13 Mart 2019 Çarşamba

MALTA


Malta’ya THY’nin her gün yapılan tarifeli seferleriyle 2 saatte ulaşmak mümkün. Malta üç adadan oluşan bir ada devlet ve başkent Valetta da güneybatıdaki en büyük adada yer alıyor. Havalimanı Valetta’ya yaklaşık yarım saat uzaklıkta. Havalimanından şehir merkezine ulaşımın en pratik yolu taksi. Ayrıca belirli noktalara giden otobüs ve kiralık araç alternatifleri de mevcut. Ancak Malta da trafik İngiltere gibi soldan akıyor, o yüzden araba kiralarken bu gerçeği bilerek kiralama yapmakta fayda var.

Valetta

Valetta


Adada toplu taşıma otobüslerle sağlanıyor ve Valetta merkezdeki ana otobüs terminalinden adanın pek çok noktasına ulaşım mümkün. Otobüslerde tek kullanımlık biletler 1.5 Euro ve binerken şoförden temin edilebiliyor ve aktarma yapmak isterseniz iki saatlik süre içinde geçerli.

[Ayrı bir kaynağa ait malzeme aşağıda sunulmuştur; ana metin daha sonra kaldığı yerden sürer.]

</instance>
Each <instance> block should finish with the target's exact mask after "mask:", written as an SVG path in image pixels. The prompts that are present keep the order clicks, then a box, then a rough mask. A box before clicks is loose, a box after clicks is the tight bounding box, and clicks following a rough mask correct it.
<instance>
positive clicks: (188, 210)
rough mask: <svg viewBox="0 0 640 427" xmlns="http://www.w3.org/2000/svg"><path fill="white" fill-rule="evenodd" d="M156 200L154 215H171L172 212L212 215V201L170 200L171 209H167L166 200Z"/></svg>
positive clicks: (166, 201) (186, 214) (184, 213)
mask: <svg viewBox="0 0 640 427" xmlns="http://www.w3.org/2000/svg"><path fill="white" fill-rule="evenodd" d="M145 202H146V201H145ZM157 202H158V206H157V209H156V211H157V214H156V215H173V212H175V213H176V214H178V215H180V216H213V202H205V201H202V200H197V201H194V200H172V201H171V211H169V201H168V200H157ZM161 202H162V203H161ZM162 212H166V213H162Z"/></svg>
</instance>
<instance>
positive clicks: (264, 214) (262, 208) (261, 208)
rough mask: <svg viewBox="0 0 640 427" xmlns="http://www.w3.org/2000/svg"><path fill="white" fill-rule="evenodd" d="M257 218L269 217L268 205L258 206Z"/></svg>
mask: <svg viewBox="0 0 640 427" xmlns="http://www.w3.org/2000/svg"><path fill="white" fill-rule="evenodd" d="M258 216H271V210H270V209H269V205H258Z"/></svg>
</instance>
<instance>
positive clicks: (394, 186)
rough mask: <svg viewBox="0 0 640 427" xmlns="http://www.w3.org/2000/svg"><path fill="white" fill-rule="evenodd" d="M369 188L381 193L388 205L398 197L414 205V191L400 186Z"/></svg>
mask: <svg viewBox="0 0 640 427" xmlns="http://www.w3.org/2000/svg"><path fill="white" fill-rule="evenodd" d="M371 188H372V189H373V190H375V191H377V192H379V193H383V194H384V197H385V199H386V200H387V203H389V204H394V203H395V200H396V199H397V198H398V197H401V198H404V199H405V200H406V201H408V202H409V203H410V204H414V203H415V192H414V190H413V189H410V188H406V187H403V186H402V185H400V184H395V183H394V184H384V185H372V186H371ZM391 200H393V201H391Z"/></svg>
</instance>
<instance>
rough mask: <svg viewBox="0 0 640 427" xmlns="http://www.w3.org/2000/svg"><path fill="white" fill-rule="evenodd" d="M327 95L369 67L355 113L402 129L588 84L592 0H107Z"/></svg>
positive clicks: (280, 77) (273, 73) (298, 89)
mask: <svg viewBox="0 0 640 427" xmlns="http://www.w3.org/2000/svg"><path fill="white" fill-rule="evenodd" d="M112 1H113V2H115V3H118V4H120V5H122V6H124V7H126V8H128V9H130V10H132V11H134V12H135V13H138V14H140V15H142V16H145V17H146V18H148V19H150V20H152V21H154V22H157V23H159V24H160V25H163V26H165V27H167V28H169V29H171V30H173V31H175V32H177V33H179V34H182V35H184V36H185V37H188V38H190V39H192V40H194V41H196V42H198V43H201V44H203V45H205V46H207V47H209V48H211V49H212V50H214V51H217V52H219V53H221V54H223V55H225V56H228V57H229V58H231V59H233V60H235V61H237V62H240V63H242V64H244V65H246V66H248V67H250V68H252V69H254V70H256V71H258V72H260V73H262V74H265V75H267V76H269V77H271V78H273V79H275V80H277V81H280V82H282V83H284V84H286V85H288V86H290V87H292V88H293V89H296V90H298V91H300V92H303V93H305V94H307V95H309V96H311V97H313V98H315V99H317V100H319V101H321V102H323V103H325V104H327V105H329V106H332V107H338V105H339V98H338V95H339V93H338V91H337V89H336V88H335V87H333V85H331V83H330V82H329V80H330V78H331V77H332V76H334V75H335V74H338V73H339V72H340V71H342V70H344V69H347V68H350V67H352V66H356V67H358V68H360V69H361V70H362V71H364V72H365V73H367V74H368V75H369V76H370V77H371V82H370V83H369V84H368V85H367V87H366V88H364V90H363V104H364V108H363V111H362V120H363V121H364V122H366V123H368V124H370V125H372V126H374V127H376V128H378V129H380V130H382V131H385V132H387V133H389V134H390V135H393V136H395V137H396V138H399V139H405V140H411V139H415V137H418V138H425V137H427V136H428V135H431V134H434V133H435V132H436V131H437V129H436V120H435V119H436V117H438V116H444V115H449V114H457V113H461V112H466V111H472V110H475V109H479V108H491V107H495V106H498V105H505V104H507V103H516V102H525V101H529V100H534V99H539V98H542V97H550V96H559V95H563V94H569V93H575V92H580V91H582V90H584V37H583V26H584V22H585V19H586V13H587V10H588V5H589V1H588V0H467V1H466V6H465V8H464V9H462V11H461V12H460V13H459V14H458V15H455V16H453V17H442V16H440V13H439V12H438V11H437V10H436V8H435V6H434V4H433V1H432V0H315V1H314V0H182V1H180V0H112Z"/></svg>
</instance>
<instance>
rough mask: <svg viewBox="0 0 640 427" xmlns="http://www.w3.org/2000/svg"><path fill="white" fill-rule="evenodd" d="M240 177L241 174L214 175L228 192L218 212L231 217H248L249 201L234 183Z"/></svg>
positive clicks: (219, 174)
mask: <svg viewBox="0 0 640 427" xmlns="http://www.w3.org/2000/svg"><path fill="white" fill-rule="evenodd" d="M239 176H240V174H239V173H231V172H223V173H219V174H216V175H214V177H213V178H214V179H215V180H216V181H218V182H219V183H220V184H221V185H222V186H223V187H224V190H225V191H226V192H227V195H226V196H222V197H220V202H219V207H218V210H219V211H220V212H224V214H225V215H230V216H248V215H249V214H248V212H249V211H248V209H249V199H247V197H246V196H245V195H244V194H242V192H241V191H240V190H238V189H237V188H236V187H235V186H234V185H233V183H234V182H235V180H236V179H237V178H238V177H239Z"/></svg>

Havalimanında bizi arkadaşımız Jes karşılıyor. Bu kez bayağı ayrıcalıklıyız ve toplu taşıma/taksi işiyle hiç uğraşmadan çok rahat ve kısa bir yolculukla Valetta’ya otelimize ulaşıyoruz😊 Malta’ya yolunuz düşerse ve özellikle deniz tatili için gelmediyseniz kalınacak en uygun yer Valetta merkez. Burada kalınacak en uygun oteller bizim de kaldığımız Malta’nın en eski oteli unvanına da sahip olan ve 2017’de sıfırdan yenilenip modern şekliyle yeniden açılan “The Cumberland” ile aynı sokakta liman bölgesine doğru biraz daha aşağıda yer alan “The Grand Harbour Hotel” ve hemen yanındaki “British Hotel”. Son iki otel ilkine göre biraz daha hesaplı alternatifler.

Valetta

Valetta


Gittiğimiz Mart başı aynı zamanda Malta’da Karnaval zamanıymış. O yüzden haberimiz olmadan bilet almamıza rağmen hem Valetta hem de genelde Malta sokakları oldukça hareketli ve renkli. Belki Venedik Karnavalını kaçırıyoruz ama Malta’da karnaval bizi buluyor😊

Valetta

Eşyalarımızı otele bırakır bırakmaz zamanımız da kısıtlı olduğundan hemen Valetta’yı keşfetmek üzere sokaklara dalıyoruz. Karnaval sebebiyle yollar araç trafiğine kapatılmış ve merkez büyük bir yaya akınına uğramış. Valetta’da görülmesi gereken yerler arasında otelimize de çok yakın bir noktada yer alan St.John Co-Katedrali, Triton Fountain (Çeşmesi) ile St.Elmo Kalesi arasında uzanan Republic Caddesi ve bu caddeye paralel Old Bakery Caddesi geleneksel Malta mimarisini en iyi gözlemleyebileceğiniz noktalar. Yine Republic Caddesi üzerinde Grandmaster’s Palace mutlaka görülmesi gereken yerlerden. Bu cadde üzerindeki "Caffe Cordina" soluklanıp bir şeyler atıştırmak için güzel bir nokta ve 1837’den beri hizmet veriyormuş.

Katedral

Triton Çeşmesi

Cordina

Valetta

Valetta

Valetta


Republic Caddesinin denize açılan tarafındaki St.Elmo Kalesi de aynı zamanda Savaş Müzesine ev sahipliği yapıyormuş. Ve bu kale Midnight Express filminde Türk hapishanesi olarak kullanılan  mekanmış.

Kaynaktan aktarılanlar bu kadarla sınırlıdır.